Les fractures horizontales rompent la continuité de l'appareil extenseur et sont ostéosynthésées le plus souvent.
 La mobilisation passive précoce du genou est la règle associée au renforcement isométrique du quadriceps.
 Marche en appui complet sous attelle d'extension de Zimmer très précoce et sans attelle au 30 ème jour.

4 commentaires:

  1. Bonjour
    Merci pour votre site bien fait et très professionnel.
    J'ai 59 ans, après avoir pratiqué la course à pieds sur route en dilettante, je me suis mise depuis 1 dizaine d'années au cyclotourisme.
    Le 2 août, en montant des escaliers un peu rapidement, j'ai trébuché et me suis fracturé la rotule G: Fracture axiale non déplacée du bord externe.

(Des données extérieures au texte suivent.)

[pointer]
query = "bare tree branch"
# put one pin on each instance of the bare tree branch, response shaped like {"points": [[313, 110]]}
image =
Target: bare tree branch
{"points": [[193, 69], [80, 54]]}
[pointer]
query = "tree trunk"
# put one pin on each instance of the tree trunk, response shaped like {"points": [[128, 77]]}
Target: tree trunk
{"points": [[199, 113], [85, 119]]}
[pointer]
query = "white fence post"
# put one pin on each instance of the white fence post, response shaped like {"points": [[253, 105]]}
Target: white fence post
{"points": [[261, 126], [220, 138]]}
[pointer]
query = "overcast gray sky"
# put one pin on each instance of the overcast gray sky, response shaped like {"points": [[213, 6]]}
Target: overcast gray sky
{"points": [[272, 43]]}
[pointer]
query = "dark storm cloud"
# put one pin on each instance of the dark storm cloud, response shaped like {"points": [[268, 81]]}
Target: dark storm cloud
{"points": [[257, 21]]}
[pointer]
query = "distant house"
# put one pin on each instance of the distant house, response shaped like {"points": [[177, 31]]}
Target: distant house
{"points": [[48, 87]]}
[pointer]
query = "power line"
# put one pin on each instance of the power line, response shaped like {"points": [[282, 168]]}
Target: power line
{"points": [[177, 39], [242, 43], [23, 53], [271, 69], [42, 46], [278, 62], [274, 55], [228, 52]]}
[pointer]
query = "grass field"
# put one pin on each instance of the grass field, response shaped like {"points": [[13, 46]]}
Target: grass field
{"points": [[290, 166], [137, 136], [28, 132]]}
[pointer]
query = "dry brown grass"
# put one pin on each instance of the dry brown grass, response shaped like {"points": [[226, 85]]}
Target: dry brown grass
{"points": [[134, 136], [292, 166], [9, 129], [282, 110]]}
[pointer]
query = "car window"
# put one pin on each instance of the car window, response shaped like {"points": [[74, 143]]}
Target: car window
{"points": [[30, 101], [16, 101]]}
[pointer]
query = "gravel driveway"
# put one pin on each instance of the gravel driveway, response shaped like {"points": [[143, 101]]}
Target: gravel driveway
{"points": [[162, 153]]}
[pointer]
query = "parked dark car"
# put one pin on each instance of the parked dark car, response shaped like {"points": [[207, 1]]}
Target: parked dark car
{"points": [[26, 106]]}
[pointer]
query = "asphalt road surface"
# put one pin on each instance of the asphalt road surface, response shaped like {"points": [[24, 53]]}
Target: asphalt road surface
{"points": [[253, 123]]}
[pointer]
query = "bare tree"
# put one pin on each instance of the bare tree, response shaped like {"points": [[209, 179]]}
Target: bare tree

Cette fracture a été traitée en orthopédique par genouillère de recentrage pendant 6 semaines et avec appui possible. Au terme de cette immobilisation,radio faite tout était Ok pour le chirurgien.Rééducation entreprise par kiné: physiothérapie à visée antalgique, massages, quelques exercices basiques de remusculation, exercices en piscine(battements, marche)entrepris seule, reprise du vélo sans côtes et en moulinant (- de 10 sorties à ce jour et inférieures à 40 km). Cette rééducation a été contrariée par le réveil de mes problèmes de dos et d'importantes contractures étagées de la jambe au cou, problème en partie résolu grâce à l'intervention d'une ostéopathe.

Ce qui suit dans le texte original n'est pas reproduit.